This mixture of interests explains the hegemony of a massive and profit-making private education. The pressure exerted by these interest groups have allowed for an imposition of an “equality of treatment” between state and private entities. Interest groups have also contributed to putting an end to basic subsidies turning them into basic ones on the basis of performance -which are neither base subsidies nor assigned by performance- which are negotiated and assessed.  They have allowed what is essential in higher education financing to be reduced to the voucher –cunningly called ‘free tuition fees’ and their amount to be fixed by controlled technocracies that are financed by the state budget, of free disposal, and with high salaries. In this scenario, the capacity of academic staff and institutions in charge of designing policies for institution development and enrollment procedures has been taken away.

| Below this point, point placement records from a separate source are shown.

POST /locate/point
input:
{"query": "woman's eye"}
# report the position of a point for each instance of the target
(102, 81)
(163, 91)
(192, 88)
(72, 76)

Universidad de Chile has a special responsibility for the future of higher education. Under conditions of scant political leadership and of contradictory interests, a demand arises: collaborating to design a general future plan that hinders several partial reforms lacking general planning. And, at the same time, there is another need: proposing a possible path that can lead to an effective, although inevitably gradual, transformation that is able to begin reversing 40 years of neoliberal advances of education in general and of higher education in particular. Apart from proposing sensible future plans, our institution leadership strongly needs -avoiding sterile inflexible maximalism- to safeguard this historic possibility that the clamor of society has opened up. Its culmination cannot be reached immediately; and this consideration must direct our efforts, leading to a progressive process of dismantling mercantilism from Higher Education and of reconstructing a public and democratic hegemony over it.

One of the crucial actions needed to start this process is an increase in public enrollment. This requires consensus as to the need for designing a mixed system –state and private- but with public hegemony concerning enrollment. An increase in public and free vacancies -controlled in a collaborative and serious way- that improves quality and teaching. Together with this, the academic staff of those institutions that are more productive in terms of culture and research in the country should grow in number. Under a gradual transition policy, the resources needed may come from direct contribution –determined by a new law and not via voucher- or from other areas that the budget laws contemplate. It is possible to expect public institutions to have at least 50% of the Higher Education entire enrollment figures at the end of the decade.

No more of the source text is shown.